With the embers of factionalism in the state Congress apparatus always warm, Chandy’s woes have only worsened.
The latest in the series of unpleasant incidents which went on an overdrive was the spat between Kerala Congress stalwart leader and Finance-Law Minister K M Mani, and Revenue Minister Adoor Prakash, over the circulation of a draft bill, the Kerala Land Use Bill, on conversion of paddy land for industrial uses.
The verbal dual between the two has gone overboard to the extent of even questioning the collective responsibility of the Oommen Chandy Cabinet. Prakash, charges of being kept in dark, while Mani holds the view that the revenue minister would not have openly engaged in a row without the tacit approval of the chief minister.

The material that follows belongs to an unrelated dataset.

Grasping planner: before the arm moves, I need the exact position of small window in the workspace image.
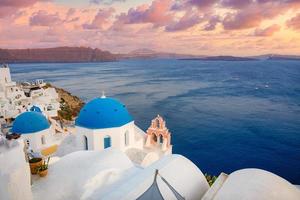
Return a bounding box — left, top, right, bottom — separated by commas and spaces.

Just a few days ago, the irrepressible Kannur MP K Sudhakaran spewed venom and used foul language against a police Sub Inspector (SI) at Valappattanam, in Kannur district, after storming the station with his supporters seeking the release of two local Congress leaders who were booked for allegedly running illegal sand mining.
Home Minister Tiruvanchoor Radhakrishnan, a Chandy confidante, treaded cautiously and saw to it that Sudhakaran does not get much mileage out of it. Radhakrishnan is firm about going ahead with the police case against Sudhakaran for threatening the police officer. This resulted in a poster war between the supporters of the MP and the minister in various parts of the state. Posters hailing Congress leader Sudhakaran and targeting Radhakrishnan were put up in Talimparamba. The posters carried a warning to the home minister. A few posters on behalf of the Youth Congress warned that Radhakrishnan would not be allowed to set foot in the district.
It also brings to fore the factional feud between the ‘I’ and ‘A’ group. Sudhakaran is aligned with the ‘I’ group, which is led by Kerala Pradesh Congress Committee president Ramesh Chennithala, while Chandy is seen as the captain of the ‘A’ group.
“The home minister says that he is keen to protect the morale of the police. For me, it is the morale of the Congress workers which is more important,” Sudhakaran said, when contacted by The Sunday Standard. “The chief minister is incapable of effective control. He is only interested in protecting his chair,” the MP fumed.
Though maintaining cordial relations outwardly, Chennithala has also begun to express his displeasure at the way critical issues are handled by Oommen Chandy. “He should assert over the coalition parties at the appropriate time. By remaining silent, he is only inviting trouble,” Chennithala told The Sunday Standard. He did some plain speaking at a full-fledged, day long UDF meet held at Kovalam last week, putting the IUML and Kerala Congress in place. He asked the leaders of the two parties to do some introspection on why they are being blamed now by the civil society, hinting at the widespread disgust spreading over the politics of bargaining and playing the communal card.
K Muraleedharan MLA, son of the late chief minister K Karunakaran, continues to be rebellious, cashing in on every opportunity to strike against the government and Chandy. “All are worried at the current course of the government. So many good things are being charted by the government but it is not trickling down to the grassroots level. If it moves like this, the end result needn’t be explained by anyone,” warns Muraleedharan, who is keen to rake up the ISRO espionage case again.
Though the Kovalam UDF meet began on a tense note with coalition partners going tom-tom against the Congress and the KPCC president hitting back, it ended with outwardly display of friendship and trust. Chennithala also gave the message to Chandy that the one man show is not going to work, by insisting that all the issues confronting the government is borne from the lack of discussions on policy matters.
Adding to the woes of Chandy is the allegation that two peons from his personal staff were found indulging in petty corruption. Though, yet to be proved, both of them were summarily removed from the chief minister’s official team, but the stink remains.
At a time when the state is confronting a row over overt and covert moves for paddy field filling, the recommendations for amending the Kerala Land Use Bill invited instant wrath. Revenue Minister Adoor Prakash (Congress) and Agriculture Minister K P Mohanan (Janata Dal) opposed it, citing that they were not consulted .The proposals were sent to the department secretaries only. The recommendations of the two commission reports, one submitted in 2003 and the V R Krishna Iyer Committee recommendations submitted during the tenure of the previous LDF government, were passed on to the departments concerned for eliciting their views as a routine procedure. The reports had not come in for a scrutiny so far. Along with the land Use Bill, five more proposed laws including Infrastructure Development Bill, IT, Green Cess, Labour and Industry Bills were also forwarded to various departments. The UDF meet came to a conclusion that there is nothing wrong with the law department in circulating the proposals and seeking opinion and gave a clean chit to Mani.